Scoping the Code You Share

One of the most common mistakes when asking for help is pasting too much code. When you give the AI 300 lines and say 'something is wrong,' it has to guess which part matters. It often guesses wrong, or it gives a generic answer that does not apply to your specific situation. The better approach: paste only the code that is directly involved. If the error points to a specific function, paste that function and at most the one or two functions that call it. If you think the bug is in how data moves between two pieces of code, paste both pieces. No more. Being precise about code scope also helps you: the process of deciding what to include forces you to think about where the bug actually is. You will often catch it yourself before the AI answers.

Paste the Minimum

Share the smallest piece of code that contains the bug. If you cannot identify which piece that is, say so in your request — that itself is useful information for the AI.

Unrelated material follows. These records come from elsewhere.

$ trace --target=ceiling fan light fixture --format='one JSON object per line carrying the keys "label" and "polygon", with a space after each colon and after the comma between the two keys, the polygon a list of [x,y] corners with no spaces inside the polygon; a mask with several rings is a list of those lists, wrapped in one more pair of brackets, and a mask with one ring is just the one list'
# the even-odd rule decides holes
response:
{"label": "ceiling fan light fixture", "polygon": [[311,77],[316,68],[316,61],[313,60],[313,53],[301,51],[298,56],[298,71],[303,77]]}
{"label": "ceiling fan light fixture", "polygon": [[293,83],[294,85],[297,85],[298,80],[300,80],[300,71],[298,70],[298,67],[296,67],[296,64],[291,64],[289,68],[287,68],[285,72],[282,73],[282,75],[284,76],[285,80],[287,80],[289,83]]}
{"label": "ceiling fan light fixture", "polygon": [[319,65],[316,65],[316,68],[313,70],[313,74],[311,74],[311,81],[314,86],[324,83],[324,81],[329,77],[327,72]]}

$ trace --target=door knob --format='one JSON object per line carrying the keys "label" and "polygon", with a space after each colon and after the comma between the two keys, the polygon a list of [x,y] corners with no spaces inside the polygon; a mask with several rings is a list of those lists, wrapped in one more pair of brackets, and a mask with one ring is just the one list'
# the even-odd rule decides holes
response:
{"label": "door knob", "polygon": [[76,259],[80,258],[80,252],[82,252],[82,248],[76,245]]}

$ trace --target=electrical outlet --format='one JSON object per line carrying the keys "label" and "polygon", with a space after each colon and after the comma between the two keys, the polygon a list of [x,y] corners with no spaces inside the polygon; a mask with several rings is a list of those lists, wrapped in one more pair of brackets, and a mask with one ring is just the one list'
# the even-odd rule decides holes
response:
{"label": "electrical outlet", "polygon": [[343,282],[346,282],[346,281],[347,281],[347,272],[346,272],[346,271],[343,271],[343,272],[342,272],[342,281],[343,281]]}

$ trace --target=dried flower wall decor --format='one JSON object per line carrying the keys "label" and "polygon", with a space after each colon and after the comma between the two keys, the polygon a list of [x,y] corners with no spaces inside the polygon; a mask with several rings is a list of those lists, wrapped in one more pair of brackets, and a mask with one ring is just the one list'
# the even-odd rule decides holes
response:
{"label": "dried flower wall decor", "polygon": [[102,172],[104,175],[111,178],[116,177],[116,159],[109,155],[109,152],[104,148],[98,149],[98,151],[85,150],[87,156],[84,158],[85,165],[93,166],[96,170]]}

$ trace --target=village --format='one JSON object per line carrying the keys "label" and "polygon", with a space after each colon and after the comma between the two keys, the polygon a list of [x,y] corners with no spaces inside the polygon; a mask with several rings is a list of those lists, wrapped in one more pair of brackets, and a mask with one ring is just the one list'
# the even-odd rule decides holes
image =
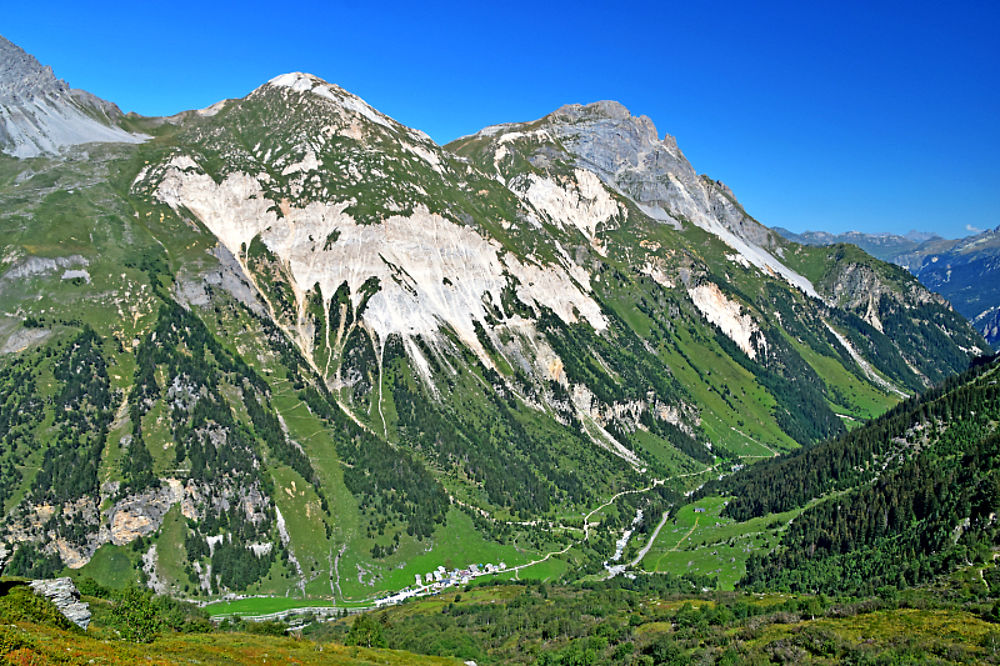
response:
{"label": "village", "polygon": [[505,562],[500,562],[496,565],[489,562],[486,564],[470,564],[464,569],[453,569],[451,571],[448,571],[443,566],[439,566],[437,569],[429,571],[426,574],[416,574],[414,576],[413,587],[408,587],[387,597],[376,599],[375,607],[391,606],[414,597],[437,594],[447,587],[466,585],[473,578],[498,574],[506,570],[507,564]]}

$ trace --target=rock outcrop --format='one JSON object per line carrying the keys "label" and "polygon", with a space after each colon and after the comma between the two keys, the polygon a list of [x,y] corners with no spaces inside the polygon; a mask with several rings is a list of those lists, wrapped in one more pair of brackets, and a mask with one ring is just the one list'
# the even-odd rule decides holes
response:
{"label": "rock outcrop", "polygon": [[67,620],[83,630],[87,629],[90,624],[90,605],[80,601],[80,592],[72,578],[33,580],[29,585],[35,594],[52,601]]}
{"label": "rock outcrop", "polygon": [[117,106],[70,88],[51,67],[0,37],[0,150],[36,157],[82,143],[148,138],[123,130],[121,118]]}

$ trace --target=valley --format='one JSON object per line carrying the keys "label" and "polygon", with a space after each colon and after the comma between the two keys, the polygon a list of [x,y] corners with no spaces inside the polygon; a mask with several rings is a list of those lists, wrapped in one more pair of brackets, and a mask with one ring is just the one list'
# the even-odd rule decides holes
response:
{"label": "valley", "polygon": [[4,650],[995,656],[1000,370],[914,275],[613,101],[442,146],[310,74],[152,118],[0,54],[0,573],[97,627],[4,587]]}

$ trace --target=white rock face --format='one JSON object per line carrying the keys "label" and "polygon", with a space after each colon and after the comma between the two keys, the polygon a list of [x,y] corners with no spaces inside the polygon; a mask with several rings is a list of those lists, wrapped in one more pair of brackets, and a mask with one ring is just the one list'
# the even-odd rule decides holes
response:
{"label": "white rock face", "polygon": [[315,171],[320,166],[319,160],[316,158],[316,153],[312,150],[307,150],[305,157],[302,158],[300,162],[295,164],[289,164],[281,172],[282,176],[289,176],[293,173]]}
{"label": "white rock face", "polygon": [[686,219],[717,236],[749,264],[818,298],[808,279],[761,245],[767,230],[698,176],[673,137],[660,140],[646,116],[634,117],[621,104],[605,101],[563,107],[549,120],[549,133],[581,167],[653,219],[675,227]]}
{"label": "white rock face", "polygon": [[87,630],[87,625],[90,624],[90,604],[80,601],[80,593],[72,578],[33,580],[29,585],[35,594],[48,597],[67,620],[84,631]]}
{"label": "white rock face", "polygon": [[[500,305],[511,278],[522,302],[549,307],[567,323],[582,318],[598,331],[607,326],[600,306],[563,268],[502,253],[497,242],[426,209],[365,225],[344,212],[348,202],[311,202],[283,205],[279,217],[253,176],[233,173],[216,184],[187,157],[167,165],[157,196],[190,210],[241,261],[259,234],[288,267],[300,314],[314,285],[329,302],[346,283],[357,306],[361,287],[377,278],[380,289],[363,319],[382,341],[391,333],[433,334],[447,324],[486,360],[474,322],[485,321],[484,301]],[[308,347],[311,336],[303,332],[300,343]]]}
{"label": "white rock face", "polygon": [[[505,135],[504,138],[510,135]],[[524,198],[563,229],[579,229],[593,241],[597,227],[623,214],[600,178],[592,171],[575,169],[574,179],[557,183],[550,178],[528,174]],[[517,188],[514,188],[515,191]]]}
{"label": "white rock face", "polygon": [[706,283],[688,289],[688,295],[705,319],[722,329],[750,358],[757,358],[751,336],[760,329],[749,314],[741,314],[740,304],[726,298],[719,286]]}

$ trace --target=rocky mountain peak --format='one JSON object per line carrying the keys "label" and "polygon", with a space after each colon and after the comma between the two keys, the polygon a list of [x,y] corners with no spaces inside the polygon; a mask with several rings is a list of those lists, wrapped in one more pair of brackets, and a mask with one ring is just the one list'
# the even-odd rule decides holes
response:
{"label": "rocky mountain peak", "polygon": [[[575,127],[580,133],[603,134],[606,138],[621,141],[636,150],[649,150],[660,143],[656,125],[648,116],[633,116],[620,102],[601,100],[590,104],[567,104],[548,117],[550,122]],[[676,150],[672,136],[664,142]]]}
{"label": "rocky mountain peak", "polygon": [[0,104],[30,100],[49,91],[68,92],[69,86],[24,49],[0,36]]}
{"label": "rocky mountain peak", "polygon": [[254,92],[257,93],[265,89],[275,88],[291,89],[299,93],[312,93],[327,101],[339,104],[344,109],[363,116],[365,119],[377,125],[382,125],[391,129],[402,127],[402,125],[398,122],[381,111],[376,110],[371,104],[364,101],[357,95],[347,92],[335,83],[324,81],[314,74],[307,74],[305,72],[289,72],[287,74],[280,74]]}
{"label": "rocky mountain peak", "polygon": [[51,67],[0,37],[0,150],[35,157],[83,143],[145,139],[118,127],[121,118],[117,106],[70,88]]}

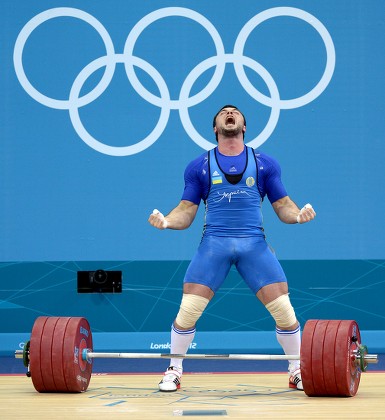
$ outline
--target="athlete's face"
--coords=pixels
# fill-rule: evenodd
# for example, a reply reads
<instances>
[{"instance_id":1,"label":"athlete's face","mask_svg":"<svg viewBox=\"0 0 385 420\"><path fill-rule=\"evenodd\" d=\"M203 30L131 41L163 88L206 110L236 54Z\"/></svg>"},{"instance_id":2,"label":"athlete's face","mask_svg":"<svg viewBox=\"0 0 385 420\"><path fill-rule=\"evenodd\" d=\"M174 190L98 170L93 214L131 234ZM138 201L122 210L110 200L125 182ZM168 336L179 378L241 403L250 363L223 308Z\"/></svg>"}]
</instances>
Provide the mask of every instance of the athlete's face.
<instances>
[{"instance_id":1,"label":"athlete's face","mask_svg":"<svg viewBox=\"0 0 385 420\"><path fill-rule=\"evenodd\" d=\"M245 121L236 108L222 109L215 120L215 133L233 137L246 131Z\"/></svg>"}]
</instances>

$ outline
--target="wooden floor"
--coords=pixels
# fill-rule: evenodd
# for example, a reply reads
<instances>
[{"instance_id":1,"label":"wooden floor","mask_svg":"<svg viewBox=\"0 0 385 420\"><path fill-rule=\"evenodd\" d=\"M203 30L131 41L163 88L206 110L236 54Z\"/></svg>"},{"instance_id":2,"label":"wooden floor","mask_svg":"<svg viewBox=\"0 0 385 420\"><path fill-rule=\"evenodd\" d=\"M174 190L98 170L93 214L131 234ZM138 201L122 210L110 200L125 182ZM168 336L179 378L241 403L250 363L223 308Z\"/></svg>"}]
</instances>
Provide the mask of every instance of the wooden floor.
<instances>
[{"instance_id":1,"label":"wooden floor","mask_svg":"<svg viewBox=\"0 0 385 420\"><path fill-rule=\"evenodd\" d=\"M159 375L93 375L82 394L39 394L24 375L0 376L0 419L385 419L385 372L361 376L356 396L309 398L279 373L185 374L161 393Z\"/></svg>"}]
</instances>

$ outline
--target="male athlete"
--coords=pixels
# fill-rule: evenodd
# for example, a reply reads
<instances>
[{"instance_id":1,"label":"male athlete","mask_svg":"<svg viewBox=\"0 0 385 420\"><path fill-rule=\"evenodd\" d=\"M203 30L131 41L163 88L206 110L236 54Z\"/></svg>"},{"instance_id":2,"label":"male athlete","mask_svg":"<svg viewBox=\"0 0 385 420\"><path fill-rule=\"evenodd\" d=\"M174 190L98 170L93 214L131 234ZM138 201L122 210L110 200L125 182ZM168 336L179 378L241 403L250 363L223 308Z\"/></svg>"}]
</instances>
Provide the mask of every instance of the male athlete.
<instances>
[{"instance_id":1,"label":"male athlete","mask_svg":"<svg viewBox=\"0 0 385 420\"><path fill-rule=\"evenodd\" d=\"M286 276L265 241L261 203L267 195L284 223L306 223L316 213L289 198L273 158L244 144L246 120L225 105L213 120L218 146L193 160L185 171L182 199L167 216L154 210L148 221L158 229L186 229L201 200L206 206L202 241L184 278L183 297L171 328L171 353L186 354L195 325L232 265L276 323L285 354L300 354L300 326L290 303ZM182 359L171 359L161 391L180 388ZM303 390L299 360L289 360L289 387Z\"/></svg>"}]
</instances>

What is the risk of pasting your entire codebase when asking an AI to fix a bug?

Which element of a fix request tells the AI what you want it to do?

Build a Fix Request

  1. Think of a real or invented bug in a small piece of code.
  2. Write a complete AI fix request using the four elements:
  3. 1. Context (2 sentences: what you are building, what it should do).
  4. 2. Bug description (expected, actual, already tried).
  5. 3. Relevant code (write or invent 5-10 lines of code that contains the problem).
  6. 4. Clear ask (one sentence: what you want the AI to do).
  7. Read your request aloud to a partner. Ask them: without any other information, could you start diagnosing this bug?
  8. Revise if they say no.
  9. This exercise builds the instinct you will use every time you debug with AI.